What are Crawlers?

Web crawlers, also known as spiders or bots, are automated programs designed to browse, and catalogue the World Wide Web. The Google Bot powers Google Search, and in some cases is synonyms with web crawling.

Web crawlers operate continuously, visiting billions of pages across the internet. They're essential for keeping search engine results up-to-date. However, their activity can strain web servers, and at times stumble upon things they're not meant to. The robots.txt file is one way website owners can manage crawlers.

AI Crawlers

The explosion of new AI companies has also led to a significant increase in the number of bots crawling the internet. For brands managing a website and/or a blog this brings about risk and opportunity.

The Risk

You're exposing your intellectual property to LLMs. This probably isn't a major concern for most brands (we probably want LLMs to read and regurgugitate our content), but it does expose some risk. For example, if an LLM can happily crawl your blog, it would be quite simple for a competitor to use a tool like ChatGPT to take your articles and have them rewritten into their tone of voice for their blog.

The Opportunity

Your content will have a chance to be summarized and referenced by various answer engines. The benefit of sharing your data is that you will have the chance of showing up when people ask Chatbots and Generative Search engines for information on a topic that you have content for. This is similar trade off that we all make with Google when we let Google crawl our content so that we can show up in search results.

For most brands the opportunity is going to far outweigh the risk, managing a robots.txt file is only really necessary if there are specific pieces of content you want to shield from crawlers.

What is Robots.txt?

A robots.txt file is used by websites to communicate with web crawlers. It tells the crawlers which pages or sections of the website they are allowed to access and which pages, and which ones they should avoid. The file is typically located in the root directory of a website (for example at www.aibrandrank.com/robots.txt).

By managing the content web crawlers access you can prevent certain sections of a site from being indexed and shown in Google Search, or AI companies from using your data to train their models. However, it’s important to note that robots.txt is a directive, not a mandate, meaning that well-behaved bots will follow it, but some might ignore it.

How Does Robots.txt Work?

By simply having a robots.txt file publically available, well behaved crawlers will automatically look for the file before crawling, read the rules laid out in the file, and then follow them. There is a common format that needs to be followed though, to make sure that crawlers can read the file.

User-agent: *
Disallow: /hidden/
Allow: /
Crawl-delay: 10
Sitemap: https://www.example.com/sitemap.xml

This example tells all bots (*) not to access the /hidden/ directory, allows access to everything else, requests a 10-second delay between crawls, and points to the sitemap.
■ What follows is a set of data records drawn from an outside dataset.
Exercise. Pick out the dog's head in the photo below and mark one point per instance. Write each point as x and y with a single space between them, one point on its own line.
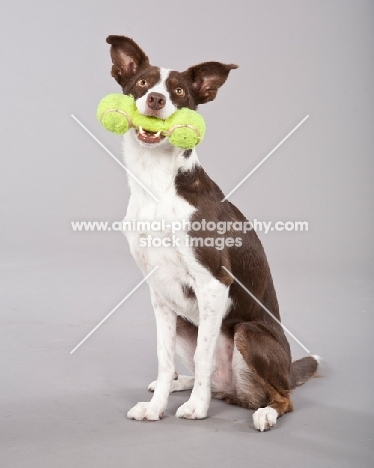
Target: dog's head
158 91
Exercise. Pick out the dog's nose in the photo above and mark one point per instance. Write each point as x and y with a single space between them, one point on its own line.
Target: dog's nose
156 101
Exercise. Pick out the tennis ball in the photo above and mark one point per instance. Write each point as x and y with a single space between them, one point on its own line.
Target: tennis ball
114 113
118 113
186 128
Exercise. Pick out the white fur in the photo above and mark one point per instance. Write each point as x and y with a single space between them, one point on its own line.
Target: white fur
183 382
157 166
265 418
160 87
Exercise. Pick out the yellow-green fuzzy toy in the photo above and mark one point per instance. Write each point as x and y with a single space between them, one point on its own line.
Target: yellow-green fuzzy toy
118 113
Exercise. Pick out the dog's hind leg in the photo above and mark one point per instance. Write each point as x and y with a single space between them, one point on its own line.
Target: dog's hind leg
268 359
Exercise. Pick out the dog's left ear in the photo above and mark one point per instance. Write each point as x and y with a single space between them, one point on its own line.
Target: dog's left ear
206 78
127 58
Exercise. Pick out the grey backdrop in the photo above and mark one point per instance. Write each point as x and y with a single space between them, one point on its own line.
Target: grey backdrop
295 58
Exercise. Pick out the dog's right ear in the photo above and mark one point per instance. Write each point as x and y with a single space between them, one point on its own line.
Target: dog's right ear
127 58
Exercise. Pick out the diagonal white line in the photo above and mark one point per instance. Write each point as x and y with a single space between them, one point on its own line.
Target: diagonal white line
116 307
265 158
268 311
112 155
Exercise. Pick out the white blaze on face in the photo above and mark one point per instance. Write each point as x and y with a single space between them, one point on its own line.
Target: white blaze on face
160 87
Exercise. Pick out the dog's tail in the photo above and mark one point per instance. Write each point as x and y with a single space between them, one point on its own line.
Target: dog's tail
303 369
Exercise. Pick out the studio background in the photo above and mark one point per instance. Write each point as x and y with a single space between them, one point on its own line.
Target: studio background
295 58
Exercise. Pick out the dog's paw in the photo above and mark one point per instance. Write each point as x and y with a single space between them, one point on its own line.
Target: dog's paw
152 386
190 410
265 418
144 411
Remember, while robots.txt can control access for well-behaved bots, it's not a security measure for sensitive information, as the file and its directives are publicly visible.

User Agent

Different web crawlers identify themselves with different names – these are referred to as user agents. By specifiying user agents in a robots.txt file websites are able to provide specific rules for specific crawlers.

User-agent: *
Disallow: /hidden/

In our previous example we used an *. This is used to indicate that the following rules (in this case Disallow: /hidden/) should be followed by all crawlers.

User-agent: *
Disallow: /hidden/

User-agent: Googlebot
Allow: /hidden/

Web crawlers will always follow the most specific instructions offered to them. By adding specific rules for Googlebot the crawlers would now start to crawl the /hidden/ section of the site even though it's disallowed for all crawlers, because we have explicitly allowed it.

Disallow

Is always added directly under a user agenct. Indicates a directory that a crawler should not access.

User-agent: *
Disallow: /hidden/

In this example we are telling crawlers not to access anything in the hidden directory. Important to note this includes the '/hidden' page if it exists, and also any sub page such as '/hidden/draft-article'.

Allow

As you can imagine this is the opposite of disallow. Of course every page a crawler can access is assumed to be allowed by default however, so allow is only necessary if you want to set a rule that overrides a disallow.

User-agent: *
Disallow: /hidden/
Allow: /hidden/public/

In this example we want to disallow all crawlers from accessing the hidden directory, however within that directory the hidden directory, we have a public subdirectory which we want to carve out an exception for, and make visible to web crawlers.

User-agent: *
Disallow: /hidden/

User-agent: Googlebot
Allow: /hidden/

In our previous example we can also see that exceptions might be made for specific crawlers. In this case the hidden directory is disallowed for all crawlers except for Googlebot which has been explicitly allowed.

Crawl Delay

Everytime a web crawler visits a page on our site, it puts some load on your site's server, the same way a user visiting your site would. Most of the time this isn't a problem, and web crawlers are respectful to this fact and don't overload your website by visiting many pages multiple times all at once. Sometimes however, you might find that a web crawler is putting a lot of strain on our website, and setting a Crawl Delay can help with this.

User-agent: Googlebot
Disallow: /hidden/
Crawl Delay: 5

Setting a crawl delay of five tells Googlebot that when it crawls your site it should wait five seconds between each request. Normally a crawler will visit one page, then immediately visit all of the pages linked from that page – for large sites that behaviour can stack up to 1,000s of page visits very quickly, and so a crawl delay can help to slow things down and reduce the strain on your website's server.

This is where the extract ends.